Nick Leeming, chairman of estate agents Jackson-Stops, said those looking to exchange before the stamp duty holiday deadline “should look to have an agreed offer in place by December latest”.

He said: “The savings buyers can make from the SDLT holiday coupled with the pent up demand from the housing market’s closure, has resulted in a surge in transactions.

“This has stress tested the entire home buying system; agents have been working at full capacity, mortgage advisers are experiencing delays with lenders and conveyancers are under severe pressure.”

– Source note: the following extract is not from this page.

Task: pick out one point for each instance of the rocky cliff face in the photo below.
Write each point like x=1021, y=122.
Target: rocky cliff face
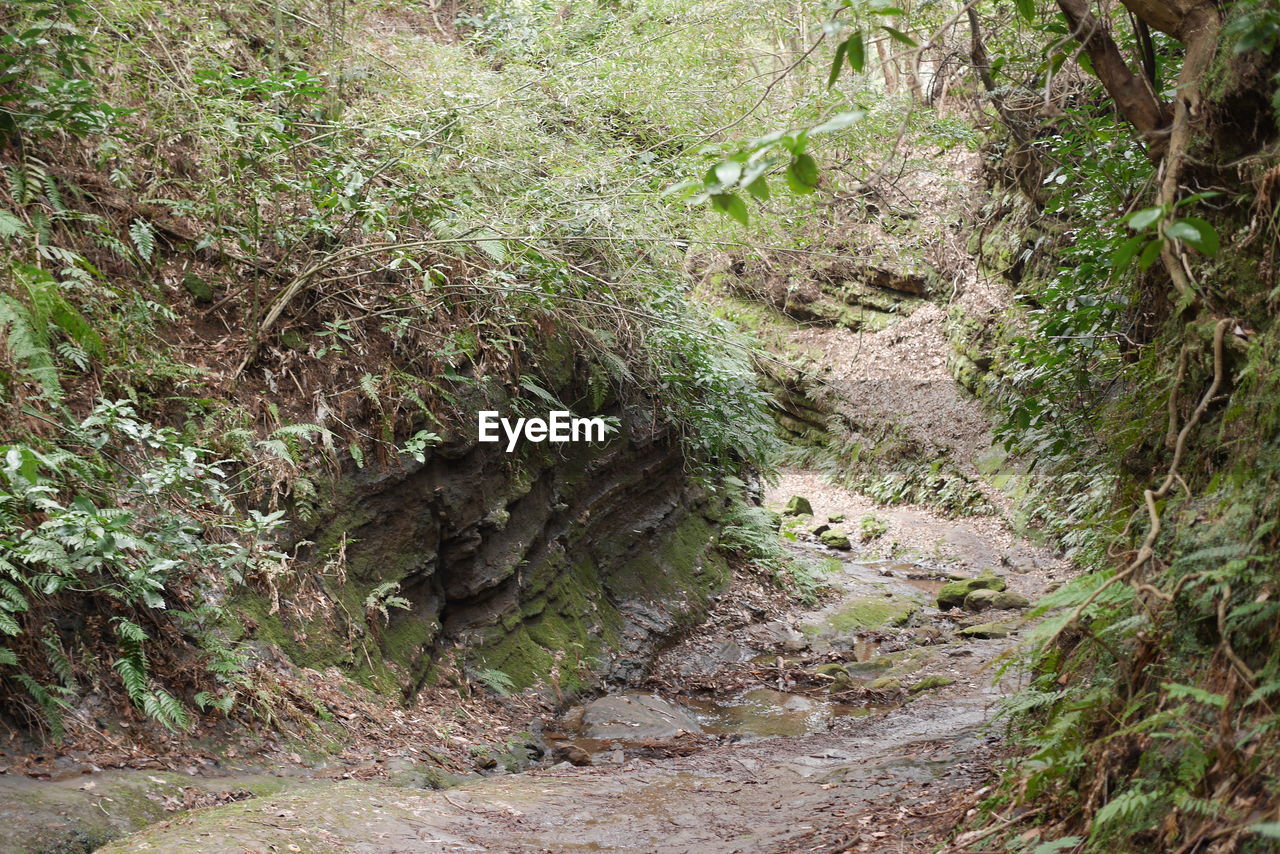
x=557, y=563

Zoopla’s research and insight director, Richard Donnell, said time is desperately running out for those who want to save money by not paying for stamp duty tax on their property.

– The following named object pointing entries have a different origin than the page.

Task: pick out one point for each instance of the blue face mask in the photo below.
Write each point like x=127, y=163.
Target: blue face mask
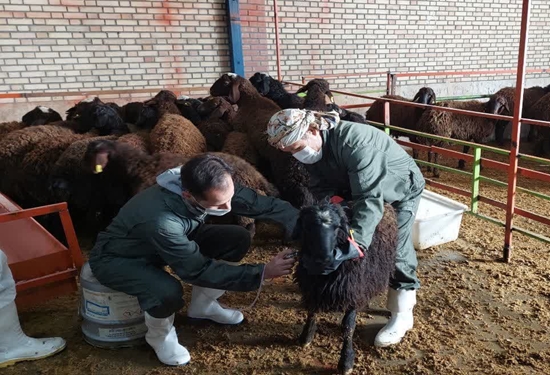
x=199, y=210
x=308, y=155
x=216, y=211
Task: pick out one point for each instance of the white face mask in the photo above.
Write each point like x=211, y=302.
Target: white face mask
x=216, y=211
x=308, y=155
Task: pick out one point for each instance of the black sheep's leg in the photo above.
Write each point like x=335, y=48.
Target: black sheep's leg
x=435, y=169
x=309, y=329
x=500, y=126
x=413, y=139
x=347, y=355
x=461, y=162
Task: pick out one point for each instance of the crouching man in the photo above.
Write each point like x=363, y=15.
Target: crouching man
x=164, y=225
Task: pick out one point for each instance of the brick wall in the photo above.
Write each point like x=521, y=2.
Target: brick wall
x=350, y=36
x=75, y=45
x=57, y=45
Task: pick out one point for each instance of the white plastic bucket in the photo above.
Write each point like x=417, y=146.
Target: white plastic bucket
x=437, y=220
x=111, y=319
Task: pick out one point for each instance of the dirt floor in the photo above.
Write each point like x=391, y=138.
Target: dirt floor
x=475, y=315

He said: “Those who leave it to January to start their search for a home will be cutting it fine.

“Just half of sales agreed in January will convert into a completed sale by the end of March, so those looking to beat the stamp duty deadline will need to be well prepared.

Mr Donnell added: “Finding an agent before Christmas and instructing a conveyancer to prepare all the sellers legal information will be essential to boosting the chances of saving up to £15,000.”

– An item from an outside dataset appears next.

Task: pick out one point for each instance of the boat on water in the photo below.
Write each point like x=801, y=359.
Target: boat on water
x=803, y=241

Zoopla’s latest report has highlighted the story of 28-year-old Amy Williams, who was able to secure a flat in London because she was able to benefit from the tax break.

She hopes to exchange on the one-bedroom flat in Camberwell before mid-November in order to save £4,000 in stamp duty costs.

Ms Williams said: “The timing couldn’t have been better and, without the SDLT relief, I wouldn’t have been able to afford my property.

“If anything goes awry with the sale now, and if the vendor were to withdraw, I’d be back to square one and very nervous about being able to find a new property and complete in time to beat the stamp duty deadline at the end of March.”